Access survey highlights journalists' needs for CES

LAS VEGAS: This week's Consumer Electronics Show (CES) is shaping up to be the biggest to date. The show, which has supplanted Comdex as the king of tech trade shows, has 2,500 companies exhibiting for an expected 130,000 attendees.

LAS VEGAS: This week's Consumer Electronics Show (CES) is shaping up to be the biggest to date. The show, which has supplanted Comdex as the king of tech trade shows, has 2,500 companies exhibiting for an expected 130,000 attendees.

And with consumer electronics hotter than ever, the media come by the thousands as well. Last year, more than 4,500 journalists attended CES.

To find out just how those journalists want their information, Access Communications queried more than 100 reporters about their needs before and during the show.

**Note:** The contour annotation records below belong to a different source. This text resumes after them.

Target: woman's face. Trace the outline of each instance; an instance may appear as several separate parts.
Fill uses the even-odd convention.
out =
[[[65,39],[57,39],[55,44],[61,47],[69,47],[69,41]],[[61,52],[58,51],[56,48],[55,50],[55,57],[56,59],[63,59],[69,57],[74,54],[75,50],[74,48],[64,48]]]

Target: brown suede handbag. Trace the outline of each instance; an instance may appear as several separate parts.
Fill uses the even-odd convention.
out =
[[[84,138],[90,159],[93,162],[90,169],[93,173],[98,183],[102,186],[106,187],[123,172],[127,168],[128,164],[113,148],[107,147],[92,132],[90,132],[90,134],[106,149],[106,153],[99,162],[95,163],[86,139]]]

Michael Young, SVP with Access, also noted the importance of the press conference. Fifty-eight percent of reporters prefer to get their news at a press conference, while 39% prefer a one-on-one briefing at the show. Only 25.7% wanted a phone briefing at the show.

The study also found that more than 80% of journalists will arrive before the show opens. And 92.5% want to hear about company and product news before the show. Also, 67% prefer not to leave the show floor for briefings.

"Journalists have limited bandwidth at the show," said Young. "They can only do so much, so they want to know what the news is before getting there."

In terms of coverage, 67% will write a post-show wrap-up, while 65% plan to cover individual products and companies, and write trend articles.

Only 35.6% will blog about their CES experiences. Young said he thinks that low number reflects the fact that many journalists attending are from consumer titles, not just tech media.

When Access releases similar surveys of journalists attending other trade shows, including the video game conference E3, the security-focused RSA Conference, and the telecommunications and wireless-focused CTIA, the number of journalists blogging will be much higher.